Ma il calo del deficit non è soltanto un piccolo ritocco di breve momento, mentre la prospettiva a lungo termine resta terribile come sempre? Per la verità, no. In questo momento la caduta dei deficit ha molto a che fare con un rafforzamento dell’economia, in aggiunta a quella “irragionevole austerità” che il Presidente ha condannato. Ma c’è anche stato uno spettacolare rallentamento nella crescita della spesa sanitaria – e se questo continua, la previsione finanziaria a lungo termine è molto migliore di quella che chiunque riteneva possibile sino a poco tempo fa. E’ vero, le previsioni del deficit mostrano una percentuale in crescita del debito sul PIL a partire da alcuni anni da adesso, e livelli di debito sgradevoli per la prossima generazione. Ma considerati tutti gli evidenti pericoli che stiamo affrontando al presente, è difficile capire per quale ragione misurarci con quella prospettiva distante ed incerta dovrebbe essere in qualche modo una priorità della politica.

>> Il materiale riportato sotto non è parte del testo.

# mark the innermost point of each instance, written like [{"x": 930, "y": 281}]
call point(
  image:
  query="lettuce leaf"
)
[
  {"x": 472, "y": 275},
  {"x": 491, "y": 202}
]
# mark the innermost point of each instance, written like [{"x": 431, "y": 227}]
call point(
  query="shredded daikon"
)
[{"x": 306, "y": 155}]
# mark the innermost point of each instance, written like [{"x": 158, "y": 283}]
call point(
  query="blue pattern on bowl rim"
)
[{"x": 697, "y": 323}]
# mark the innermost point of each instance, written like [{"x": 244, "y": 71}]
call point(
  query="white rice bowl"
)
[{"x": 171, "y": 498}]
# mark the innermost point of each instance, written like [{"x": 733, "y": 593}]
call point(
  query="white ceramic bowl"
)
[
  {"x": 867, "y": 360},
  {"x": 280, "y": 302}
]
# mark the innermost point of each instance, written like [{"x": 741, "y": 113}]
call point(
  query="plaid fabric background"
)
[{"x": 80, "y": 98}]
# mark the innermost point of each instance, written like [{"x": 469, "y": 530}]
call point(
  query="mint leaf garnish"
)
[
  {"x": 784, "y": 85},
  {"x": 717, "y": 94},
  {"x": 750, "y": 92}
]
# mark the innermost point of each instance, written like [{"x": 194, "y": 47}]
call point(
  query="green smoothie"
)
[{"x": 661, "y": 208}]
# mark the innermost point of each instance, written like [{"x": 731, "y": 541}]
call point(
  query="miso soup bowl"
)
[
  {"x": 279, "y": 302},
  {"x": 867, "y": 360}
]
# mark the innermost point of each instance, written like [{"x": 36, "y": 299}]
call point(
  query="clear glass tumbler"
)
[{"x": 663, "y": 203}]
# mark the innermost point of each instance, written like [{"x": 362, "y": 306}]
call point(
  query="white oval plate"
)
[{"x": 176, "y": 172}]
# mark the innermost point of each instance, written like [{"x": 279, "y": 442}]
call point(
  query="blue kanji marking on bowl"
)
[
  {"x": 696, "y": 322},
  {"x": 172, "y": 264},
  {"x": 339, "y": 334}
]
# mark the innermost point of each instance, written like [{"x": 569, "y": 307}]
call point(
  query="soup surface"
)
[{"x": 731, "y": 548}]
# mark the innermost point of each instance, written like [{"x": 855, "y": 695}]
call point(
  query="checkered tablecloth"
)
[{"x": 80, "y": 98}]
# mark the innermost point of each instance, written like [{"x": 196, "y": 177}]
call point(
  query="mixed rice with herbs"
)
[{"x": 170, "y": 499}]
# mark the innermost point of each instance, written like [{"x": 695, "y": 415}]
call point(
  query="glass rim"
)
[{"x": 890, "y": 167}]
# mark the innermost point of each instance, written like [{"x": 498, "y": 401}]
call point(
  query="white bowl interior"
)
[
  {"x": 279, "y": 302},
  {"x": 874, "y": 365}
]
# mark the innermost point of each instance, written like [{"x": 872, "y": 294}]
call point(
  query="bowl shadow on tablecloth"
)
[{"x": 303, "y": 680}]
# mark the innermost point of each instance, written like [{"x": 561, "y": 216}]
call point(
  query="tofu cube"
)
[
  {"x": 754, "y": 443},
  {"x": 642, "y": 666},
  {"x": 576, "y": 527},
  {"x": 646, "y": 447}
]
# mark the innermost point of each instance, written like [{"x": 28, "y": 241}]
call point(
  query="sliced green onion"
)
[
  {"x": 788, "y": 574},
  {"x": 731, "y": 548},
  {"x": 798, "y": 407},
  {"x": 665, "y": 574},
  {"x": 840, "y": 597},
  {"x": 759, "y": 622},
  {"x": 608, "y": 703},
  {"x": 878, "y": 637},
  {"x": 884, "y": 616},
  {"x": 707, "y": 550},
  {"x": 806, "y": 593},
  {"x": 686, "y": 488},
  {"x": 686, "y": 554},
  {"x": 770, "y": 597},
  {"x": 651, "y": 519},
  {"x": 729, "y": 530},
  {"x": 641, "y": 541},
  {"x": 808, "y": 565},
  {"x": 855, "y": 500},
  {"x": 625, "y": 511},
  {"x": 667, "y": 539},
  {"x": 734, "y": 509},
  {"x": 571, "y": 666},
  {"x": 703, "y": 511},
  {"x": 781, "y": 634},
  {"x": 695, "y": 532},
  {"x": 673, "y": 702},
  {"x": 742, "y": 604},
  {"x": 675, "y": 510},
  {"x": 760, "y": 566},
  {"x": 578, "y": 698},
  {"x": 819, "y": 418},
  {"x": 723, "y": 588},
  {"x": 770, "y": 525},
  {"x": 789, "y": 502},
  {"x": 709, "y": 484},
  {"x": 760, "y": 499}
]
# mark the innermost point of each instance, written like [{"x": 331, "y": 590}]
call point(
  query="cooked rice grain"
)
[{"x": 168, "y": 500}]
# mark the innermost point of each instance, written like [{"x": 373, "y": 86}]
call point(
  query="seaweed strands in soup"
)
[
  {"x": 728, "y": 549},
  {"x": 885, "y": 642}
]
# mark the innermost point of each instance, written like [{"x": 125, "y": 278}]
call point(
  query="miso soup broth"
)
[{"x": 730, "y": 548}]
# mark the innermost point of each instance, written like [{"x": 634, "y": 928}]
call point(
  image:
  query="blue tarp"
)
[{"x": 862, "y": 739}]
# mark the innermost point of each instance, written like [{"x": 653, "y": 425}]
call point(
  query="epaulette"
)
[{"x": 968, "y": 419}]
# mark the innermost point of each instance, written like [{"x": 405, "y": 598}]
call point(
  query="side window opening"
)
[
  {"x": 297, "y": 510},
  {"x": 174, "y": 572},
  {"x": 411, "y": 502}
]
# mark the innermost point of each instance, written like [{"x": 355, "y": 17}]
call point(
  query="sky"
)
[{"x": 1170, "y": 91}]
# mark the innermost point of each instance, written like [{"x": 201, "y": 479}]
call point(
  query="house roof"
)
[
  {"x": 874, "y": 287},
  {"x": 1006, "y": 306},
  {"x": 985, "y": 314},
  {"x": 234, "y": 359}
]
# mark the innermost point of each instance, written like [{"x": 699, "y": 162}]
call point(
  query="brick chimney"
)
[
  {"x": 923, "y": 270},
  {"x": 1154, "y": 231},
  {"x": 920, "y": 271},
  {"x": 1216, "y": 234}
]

Possiamo dunque salutare l’isteria della finanza pubblica. So che le Cassandre dei deficit stanno passando un momento difficile da superare; cercherebbero ancora di tornare ai giorni nei quali Bowles e Simpson [5] stavano seduti a cavalcioni sulla Capitale come colossi. Ma quei giorni non ritornano, e dovremo esserne contenti.

 

 

[1] E’ una società di ricerche internazionale, fondata nel 2000 con sede nel Regno Unito.

[2] “Beltway” significa ‘circonvallazione, tangenziale”, ma nel linguaggio politico americano è sinonimo della Capitale, dato che entro la circonvallazione di Washington sono collocate gran parte delle sedi delle istituzioni del potere, per non dire dei media e delle lobby.

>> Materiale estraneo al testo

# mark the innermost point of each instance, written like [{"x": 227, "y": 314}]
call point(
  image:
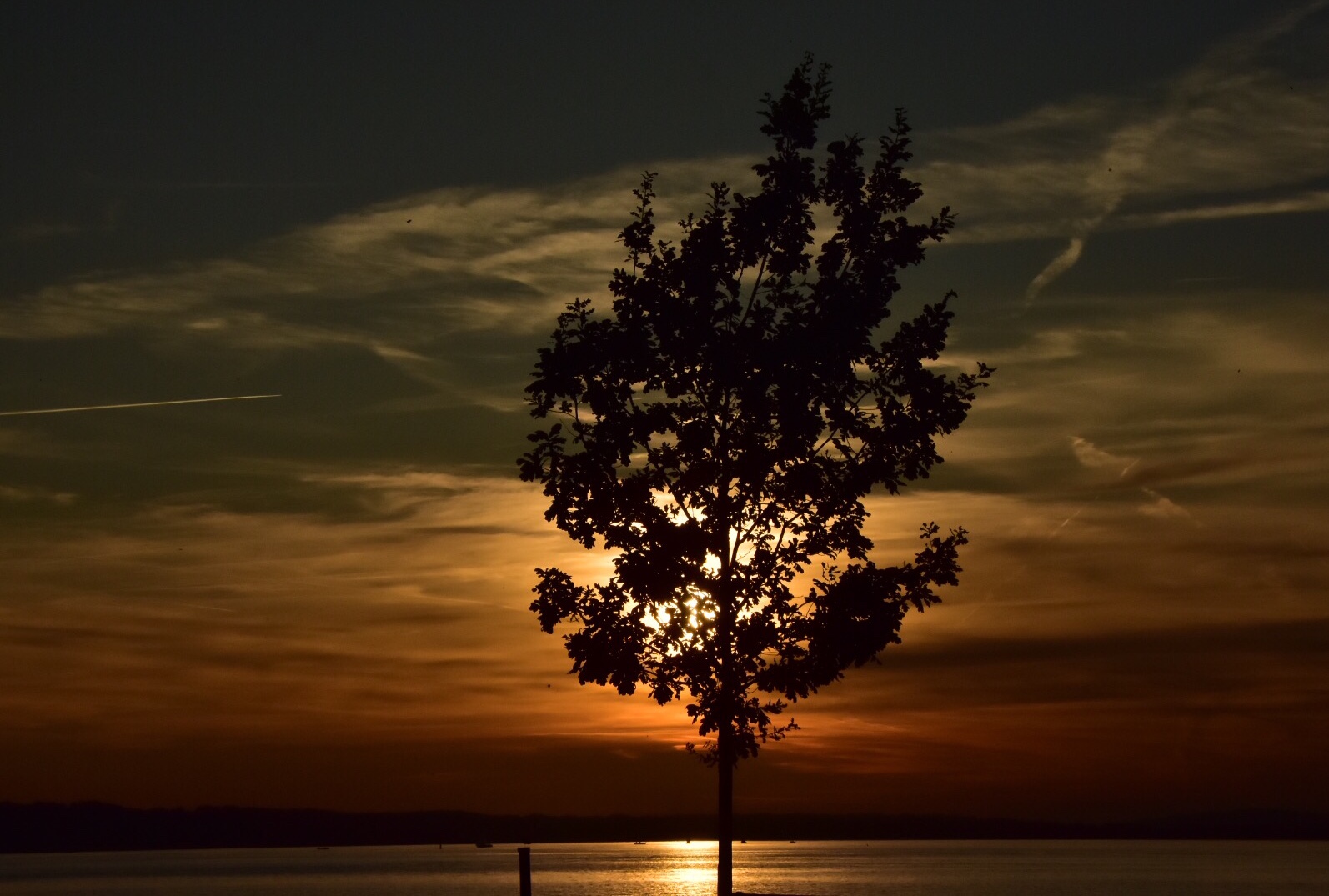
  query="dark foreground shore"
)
[{"x": 48, "y": 827}]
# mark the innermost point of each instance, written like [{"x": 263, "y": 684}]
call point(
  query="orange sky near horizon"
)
[{"x": 320, "y": 600}]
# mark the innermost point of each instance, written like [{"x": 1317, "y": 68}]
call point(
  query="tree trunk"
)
[{"x": 725, "y": 815}]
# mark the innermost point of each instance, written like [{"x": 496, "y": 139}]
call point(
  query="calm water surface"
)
[{"x": 908, "y": 868}]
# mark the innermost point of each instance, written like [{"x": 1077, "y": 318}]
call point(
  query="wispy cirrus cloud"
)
[{"x": 1251, "y": 116}]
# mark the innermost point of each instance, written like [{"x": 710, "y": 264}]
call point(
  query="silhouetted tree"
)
[{"x": 722, "y": 426}]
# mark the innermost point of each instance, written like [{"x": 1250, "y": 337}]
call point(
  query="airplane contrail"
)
[{"x": 136, "y": 404}]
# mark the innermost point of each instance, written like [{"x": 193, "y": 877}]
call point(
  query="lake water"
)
[{"x": 815, "y": 868}]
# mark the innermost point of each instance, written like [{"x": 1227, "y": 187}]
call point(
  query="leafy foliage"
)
[{"x": 720, "y": 427}]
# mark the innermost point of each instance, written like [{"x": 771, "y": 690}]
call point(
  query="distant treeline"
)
[{"x": 49, "y": 827}]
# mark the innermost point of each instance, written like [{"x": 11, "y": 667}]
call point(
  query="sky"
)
[{"x": 373, "y": 214}]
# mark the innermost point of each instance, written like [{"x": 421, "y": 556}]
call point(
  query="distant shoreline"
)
[{"x": 94, "y": 827}]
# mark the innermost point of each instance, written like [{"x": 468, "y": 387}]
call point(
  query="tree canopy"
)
[{"x": 720, "y": 427}]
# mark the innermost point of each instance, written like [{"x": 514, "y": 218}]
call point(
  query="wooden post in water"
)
[{"x": 524, "y": 868}]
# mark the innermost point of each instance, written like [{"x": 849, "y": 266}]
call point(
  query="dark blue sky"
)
[{"x": 376, "y": 213}]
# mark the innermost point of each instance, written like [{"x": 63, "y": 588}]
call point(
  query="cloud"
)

[3] Vedi le note sulla traduzione; “social security” è il programma pensionistico federale.

[4] La proposta venne dal Partito Repubblicano. Consisteva nel demolire il programma di assistenza sanitaria pubblica per gli anziani e nel sostituirla con la corresponsione di voucher che le persone anziane avrebbero dovuto gestire per tutte le loro necessità sanitarie. A parte l’incredibile idea di lasciare alle persone singole la scelta di cosa ‘acquistare’ per la propria salute, l’idea sostanzialmente si basava su un meccanismo di riduzione della spesa.

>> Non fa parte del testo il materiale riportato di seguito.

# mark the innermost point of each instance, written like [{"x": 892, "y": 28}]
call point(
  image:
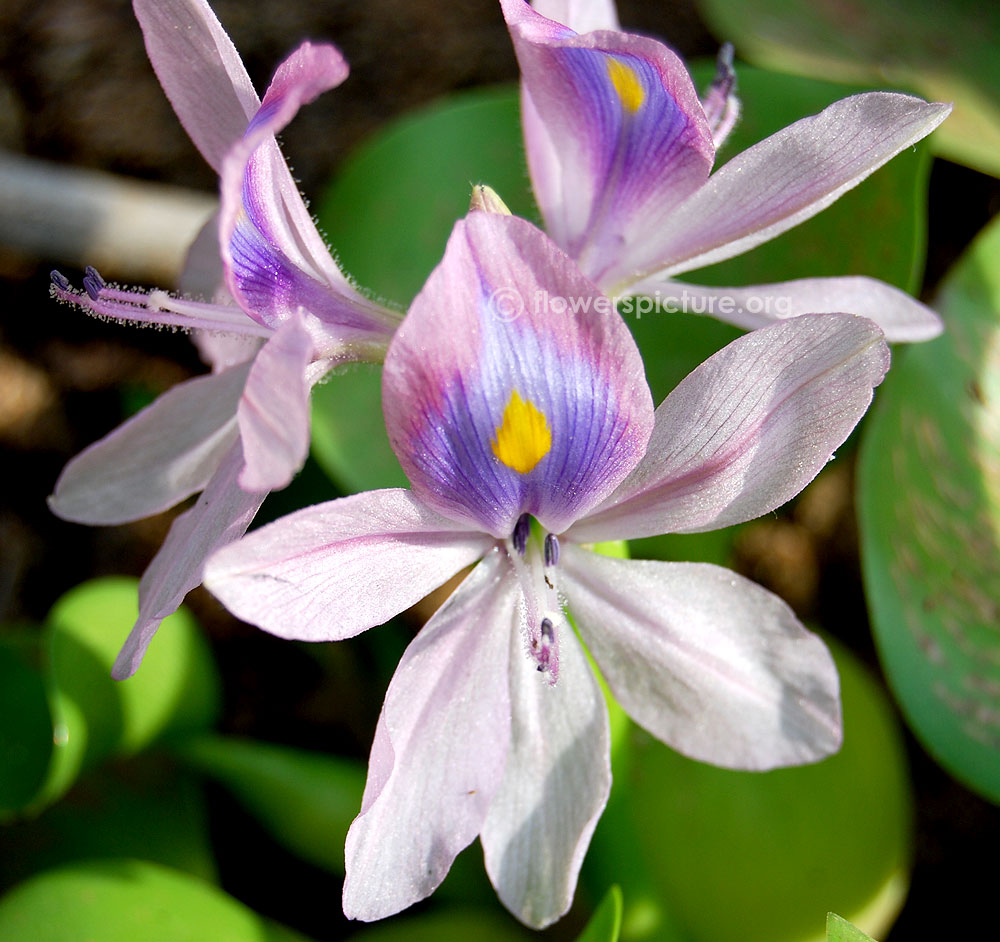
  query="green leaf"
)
[
  {"x": 457, "y": 924},
  {"x": 25, "y": 723},
  {"x": 929, "y": 508},
  {"x": 876, "y": 229},
  {"x": 388, "y": 213},
  {"x": 95, "y": 717},
  {"x": 305, "y": 800},
  {"x": 705, "y": 854},
  {"x": 839, "y": 929},
  {"x": 145, "y": 807},
  {"x": 606, "y": 923},
  {"x": 943, "y": 51},
  {"x": 126, "y": 900}
]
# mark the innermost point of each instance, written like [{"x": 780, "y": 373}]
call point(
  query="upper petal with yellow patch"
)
[
  {"x": 615, "y": 137},
  {"x": 513, "y": 386}
]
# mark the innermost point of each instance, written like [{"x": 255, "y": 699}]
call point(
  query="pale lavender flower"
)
[
  {"x": 620, "y": 151},
  {"x": 284, "y": 316},
  {"x": 493, "y": 724}
]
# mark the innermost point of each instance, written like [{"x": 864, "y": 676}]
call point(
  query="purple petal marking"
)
[
  {"x": 556, "y": 782},
  {"x": 439, "y": 750},
  {"x": 273, "y": 412},
  {"x": 334, "y": 570},
  {"x": 748, "y": 429},
  {"x": 221, "y": 515},
  {"x": 276, "y": 261},
  {"x": 789, "y": 177},
  {"x": 200, "y": 71},
  {"x": 707, "y": 661},
  {"x": 165, "y": 453},
  {"x": 486, "y": 326},
  {"x": 902, "y": 318},
  {"x": 615, "y": 135}
]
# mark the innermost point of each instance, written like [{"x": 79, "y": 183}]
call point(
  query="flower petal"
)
[
  {"x": 274, "y": 409},
  {"x": 221, "y": 515},
  {"x": 331, "y": 571},
  {"x": 439, "y": 749},
  {"x": 748, "y": 429},
  {"x": 581, "y": 16},
  {"x": 555, "y": 785},
  {"x": 165, "y": 453},
  {"x": 513, "y": 386},
  {"x": 275, "y": 259},
  {"x": 707, "y": 661},
  {"x": 200, "y": 71},
  {"x": 620, "y": 115},
  {"x": 902, "y": 318},
  {"x": 789, "y": 177}
]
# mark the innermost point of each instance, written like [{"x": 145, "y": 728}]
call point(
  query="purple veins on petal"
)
[{"x": 522, "y": 529}]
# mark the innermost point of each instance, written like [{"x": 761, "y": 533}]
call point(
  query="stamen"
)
[
  {"x": 522, "y": 529},
  {"x": 93, "y": 282}
]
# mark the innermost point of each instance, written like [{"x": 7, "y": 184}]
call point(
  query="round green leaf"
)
[
  {"x": 306, "y": 800},
  {"x": 25, "y": 726},
  {"x": 705, "y": 854},
  {"x": 128, "y": 900},
  {"x": 929, "y": 509},
  {"x": 606, "y": 923},
  {"x": 94, "y": 717}
]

[5] I due Copresidenti, il primo democratico ed il secondo repubblicano, di una commissione bipartisan sulla riduzione dei deficit e del debito pubblico insediata agli inizi della seconda Amministrazione Obama. La commissione concluse i suoi lavori con previsioni molto negative sulle prospettive finanziarie, e con l’immancabile proposta di una riduzione dei programmi federali di assistenza sociale. In realtà, quella Commissione fu fortemente voluta dallo stesso Presidente, in un’epoca nella quale inseguiva l’idea di un ‘grande accordo’ tra i due partiti, sostanzialmente ispirato a tagli alla spesa.